Sin perjuicio de lo cual las razones de este reconocimiento son muy diversas y aún opuestas entre
sí. Las consecuencias de esta diversidad de razones pueden dar lugar también a incrementar sus
diferencias.
De aquí se sigue, sin embargo, que ese fondo material irreductible del individuo (o del grupo) puede
resultar ser efectivamente más valioso o interesante de lo que resulta ser el individuo que actúa
estrictamente en cuanto elemento de una clase dada. Desde la perspectiva del espiritualismo, podrá
mantenerse una expectativa muy distinta ante las posibilidades de un individuo que, aún siendo
elemento de una clase, o de varias, no se agota en ellas.

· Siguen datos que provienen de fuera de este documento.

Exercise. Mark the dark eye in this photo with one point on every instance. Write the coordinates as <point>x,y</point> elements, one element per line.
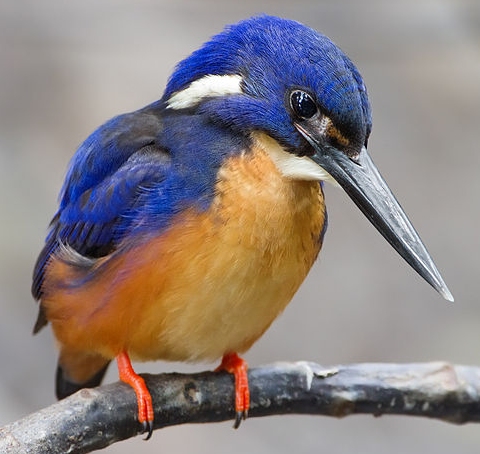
<point>302,104</point>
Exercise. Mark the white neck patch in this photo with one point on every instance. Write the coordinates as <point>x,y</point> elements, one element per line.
<point>206,87</point>
<point>289,165</point>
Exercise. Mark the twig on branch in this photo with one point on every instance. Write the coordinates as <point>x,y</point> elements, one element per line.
<point>95,418</point>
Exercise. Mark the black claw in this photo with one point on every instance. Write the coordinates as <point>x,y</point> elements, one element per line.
<point>147,426</point>
<point>239,416</point>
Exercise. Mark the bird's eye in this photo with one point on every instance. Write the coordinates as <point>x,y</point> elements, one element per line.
<point>303,104</point>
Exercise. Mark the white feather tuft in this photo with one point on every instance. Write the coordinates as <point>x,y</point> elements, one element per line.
<point>206,87</point>
<point>291,166</point>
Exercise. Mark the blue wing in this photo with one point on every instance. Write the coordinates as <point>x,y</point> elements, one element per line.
<point>106,178</point>
<point>130,177</point>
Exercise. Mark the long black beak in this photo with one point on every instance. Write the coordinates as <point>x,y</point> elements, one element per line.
<point>361,180</point>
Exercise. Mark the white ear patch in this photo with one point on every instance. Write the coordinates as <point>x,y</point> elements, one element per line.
<point>289,165</point>
<point>206,87</point>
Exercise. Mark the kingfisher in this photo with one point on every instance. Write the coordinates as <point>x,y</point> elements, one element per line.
<point>185,228</point>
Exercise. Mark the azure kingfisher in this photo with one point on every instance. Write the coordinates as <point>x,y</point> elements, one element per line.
<point>185,228</point>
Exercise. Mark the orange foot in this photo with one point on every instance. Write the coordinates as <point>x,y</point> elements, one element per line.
<point>237,366</point>
<point>144,399</point>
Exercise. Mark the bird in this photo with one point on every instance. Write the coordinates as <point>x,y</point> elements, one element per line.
<point>185,228</point>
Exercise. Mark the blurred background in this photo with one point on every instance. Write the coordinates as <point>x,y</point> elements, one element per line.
<point>66,67</point>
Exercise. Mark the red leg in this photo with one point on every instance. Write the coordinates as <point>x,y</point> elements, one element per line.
<point>144,399</point>
<point>237,366</point>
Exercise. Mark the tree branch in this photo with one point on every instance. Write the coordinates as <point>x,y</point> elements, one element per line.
<point>95,418</point>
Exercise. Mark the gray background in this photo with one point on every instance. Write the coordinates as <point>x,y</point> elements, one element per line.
<point>65,67</point>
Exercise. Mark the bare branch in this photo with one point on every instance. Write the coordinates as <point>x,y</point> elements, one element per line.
<point>95,418</point>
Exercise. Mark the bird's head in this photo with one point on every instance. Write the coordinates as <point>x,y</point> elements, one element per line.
<point>279,81</point>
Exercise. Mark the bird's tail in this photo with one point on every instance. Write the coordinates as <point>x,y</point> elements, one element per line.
<point>77,370</point>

En cualquier caso habría que dejar de lado
la contraposición que se formula desde el «materialismo grosero», y según la cual el espiritualismo
cristiano, en democracia, es sólo un residuo de la edad tenebrosa de la superstición, que encuentra
sus respuestas luminosas en el laicismo de una democracia ilustrada.
Pero desde el materialismo filosófico cabría reinterpretar el espiritualismo, no tanto como una mera
superstición, sino como un reconocimiento por la vía metafísica sustantivada del espíritu, de la
inagotabilidad del individuo en la clase o clases a las que pertenece. Y esto sin prejuzgar que
necesariamente la parte clasificada o normalizada del individuo haya de ser siempre menos valiosa
o interesante que su fondo material, no reducible a clasificación; pudiera ocurrir que este fondo
inagotable fuese menos valioso y aún menos interesante que las partes que hayan podido ser
enclasadas o sometidas a unas normas definidas.